Rocky Schenck: Well, it’s almost like therapy for me. It gives me peace of mind. I love going away by myself, just disappearing and being left alone with my thoughts and my camera. I look at it as a journey to find things out about myself—and in the meantime, I take pictures.

A: You took these pictures in many parts of the world, yet they all have a similar quality—why?

RS: They could almost be manufactured landscapes, because of the way they’ve been manipulated. They’re really landscapes from my imagination. I can manipulate them into almost whatever I want. They could have been taken anywhere. I just go by my instincts and keep working on the photographs until they have the right kind of emotional impact for me, and create the mood that I want.

A: Is the mood that you’re after _

ever religious in nature?

RS: Well, sometimes, since my belief is that there are guiding angels watching over me—I can’t speak for anybody else! I feel like they’re friendly spirits. I do talk to them occasionally, but they don’t talk back.

There’s also a water influence. I tried to figure out why I’m fascinated with waterfalls and fountains and pools of water. One thing that comes to mind, which I might have completely created in

my head or created with several therapists, is the fact that my parents had me baptized three times, which made me feel that I was never quite good enough—that it would take several baptisms to cleanse my soul.

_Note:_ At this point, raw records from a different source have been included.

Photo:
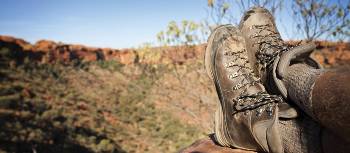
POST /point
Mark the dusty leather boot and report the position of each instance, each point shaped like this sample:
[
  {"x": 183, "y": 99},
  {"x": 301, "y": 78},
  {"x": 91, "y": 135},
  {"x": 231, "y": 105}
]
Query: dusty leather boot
[
  {"x": 264, "y": 44},
  {"x": 247, "y": 117}
]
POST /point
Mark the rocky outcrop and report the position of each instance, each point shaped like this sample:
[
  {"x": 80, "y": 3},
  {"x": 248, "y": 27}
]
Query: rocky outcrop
[{"x": 44, "y": 51}]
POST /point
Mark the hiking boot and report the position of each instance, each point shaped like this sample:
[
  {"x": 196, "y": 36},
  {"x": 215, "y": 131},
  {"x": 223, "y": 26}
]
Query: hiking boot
[
  {"x": 265, "y": 45},
  {"x": 247, "y": 116}
]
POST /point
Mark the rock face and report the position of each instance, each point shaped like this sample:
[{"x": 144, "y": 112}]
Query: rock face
[{"x": 44, "y": 51}]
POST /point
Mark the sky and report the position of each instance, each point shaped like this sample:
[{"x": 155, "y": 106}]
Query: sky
[{"x": 100, "y": 23}]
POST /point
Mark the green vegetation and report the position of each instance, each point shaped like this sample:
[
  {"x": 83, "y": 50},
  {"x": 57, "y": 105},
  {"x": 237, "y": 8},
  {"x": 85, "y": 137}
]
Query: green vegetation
[{"x": 101, "y": 106}]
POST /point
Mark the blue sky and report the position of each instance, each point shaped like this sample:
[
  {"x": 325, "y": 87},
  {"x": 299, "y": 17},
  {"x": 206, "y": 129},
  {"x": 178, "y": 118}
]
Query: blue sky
[{"x": 102, "y": 23}]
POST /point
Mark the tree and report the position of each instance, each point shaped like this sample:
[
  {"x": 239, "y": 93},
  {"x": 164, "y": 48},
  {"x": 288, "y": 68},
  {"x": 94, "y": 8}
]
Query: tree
[
  {"x": 322, "y": 19},
  {"x": 224, "y": 11}
]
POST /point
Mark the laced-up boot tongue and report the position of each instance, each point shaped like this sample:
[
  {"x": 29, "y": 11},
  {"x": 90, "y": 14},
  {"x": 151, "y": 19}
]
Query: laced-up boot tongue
[{"x": 246, "y": 117}]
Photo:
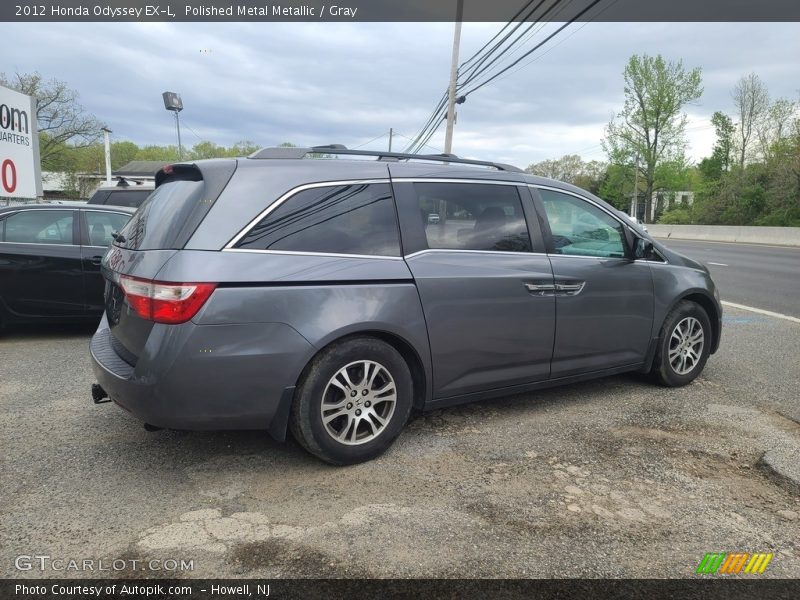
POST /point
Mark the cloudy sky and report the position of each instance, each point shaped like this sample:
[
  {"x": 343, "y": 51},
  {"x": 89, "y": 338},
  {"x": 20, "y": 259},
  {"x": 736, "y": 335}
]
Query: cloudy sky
[{"x": 311, "y": 83}]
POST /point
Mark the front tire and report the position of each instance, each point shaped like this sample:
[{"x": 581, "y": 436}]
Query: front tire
[
  {"x": 353, "y": 401},
  {"x": 684, "y": 345}
]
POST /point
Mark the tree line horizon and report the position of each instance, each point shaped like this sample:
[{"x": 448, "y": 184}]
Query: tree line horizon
[{"x": 751, "y": 177}]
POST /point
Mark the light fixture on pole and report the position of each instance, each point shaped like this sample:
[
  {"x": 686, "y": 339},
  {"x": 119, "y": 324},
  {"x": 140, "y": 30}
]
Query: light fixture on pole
[
  {"x": 107, "y": 142},
  {"x": 173, "y": 102}
]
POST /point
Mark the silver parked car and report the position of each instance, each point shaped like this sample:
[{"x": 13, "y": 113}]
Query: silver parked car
[{"x": 281, "y": 293}]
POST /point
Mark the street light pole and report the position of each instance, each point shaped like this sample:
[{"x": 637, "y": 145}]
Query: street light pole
[
  {"x": 107, "y": 143},
  {"x": 173, "y": 102},
  {"x": 451, "y": 92},
  {"x": 178, "y": 128}
]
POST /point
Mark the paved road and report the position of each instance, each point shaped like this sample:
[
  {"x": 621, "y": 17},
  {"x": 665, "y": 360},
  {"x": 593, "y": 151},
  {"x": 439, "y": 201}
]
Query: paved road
[
  {"x": 765, "y": 277},
  {"x": 587, "y": 480}
]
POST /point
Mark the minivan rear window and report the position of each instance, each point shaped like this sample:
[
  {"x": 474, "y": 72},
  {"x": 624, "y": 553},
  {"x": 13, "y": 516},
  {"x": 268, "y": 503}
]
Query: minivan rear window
[{"x": 160, "y": 219}]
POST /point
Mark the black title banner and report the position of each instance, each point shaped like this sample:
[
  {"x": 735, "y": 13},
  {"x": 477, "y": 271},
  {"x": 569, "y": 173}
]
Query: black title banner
[{"x": 400, "y": 10}]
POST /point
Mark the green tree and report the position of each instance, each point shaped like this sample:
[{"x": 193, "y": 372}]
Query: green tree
[
  {"x": 122, "y": 153},
  {"x": 61, "y": 120},
  {"x": 751, "y": 100},
  {"x": 651, "y": 124}
]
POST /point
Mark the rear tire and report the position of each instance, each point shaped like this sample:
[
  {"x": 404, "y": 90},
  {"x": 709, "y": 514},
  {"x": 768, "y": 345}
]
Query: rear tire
[
  {"x": 352, "y": 401},
  {"x": 684, "y": 345}
]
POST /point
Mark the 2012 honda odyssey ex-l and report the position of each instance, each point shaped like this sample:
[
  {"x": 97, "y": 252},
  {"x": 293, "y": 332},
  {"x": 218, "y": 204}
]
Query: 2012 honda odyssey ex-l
[{"x": 282, "y": 292}]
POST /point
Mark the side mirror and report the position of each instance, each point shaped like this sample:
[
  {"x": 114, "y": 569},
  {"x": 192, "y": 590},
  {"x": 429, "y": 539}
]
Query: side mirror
[{"x": 643, "y": 248}]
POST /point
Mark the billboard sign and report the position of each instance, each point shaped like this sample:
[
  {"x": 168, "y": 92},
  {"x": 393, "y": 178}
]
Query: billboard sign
[{"x": 20, "y": 171}]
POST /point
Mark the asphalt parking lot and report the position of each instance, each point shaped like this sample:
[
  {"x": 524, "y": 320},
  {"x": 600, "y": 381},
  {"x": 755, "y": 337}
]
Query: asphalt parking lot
[{"x": 612, "y": 478}]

A: When did you first start taking pictures?

RS: I’m a filmmaker also, and I started taking photographs on the sets of my experimental films in 1972 or ’73.1 made short super-8 films. I started making them in Dripping Springs, Texas, which is where I’m from.

A: Does the feeling you were trying to evoke in your films show up in your photography?

RS: Mostly, I think, in these landscapes. To me there’s something dark and disturbing in a lot of the landscapes. Maybe it’s my constant journey to figure out why I am the way I am. It’s like I’m floating in space, waiting to get to my final destination, whatever that is.

A: Why do you photograph statues of angels?

RS: Well, I think it would be difficult to photograph a real angel. Maybe they’re standing out there somewhere in that field of sunflowers.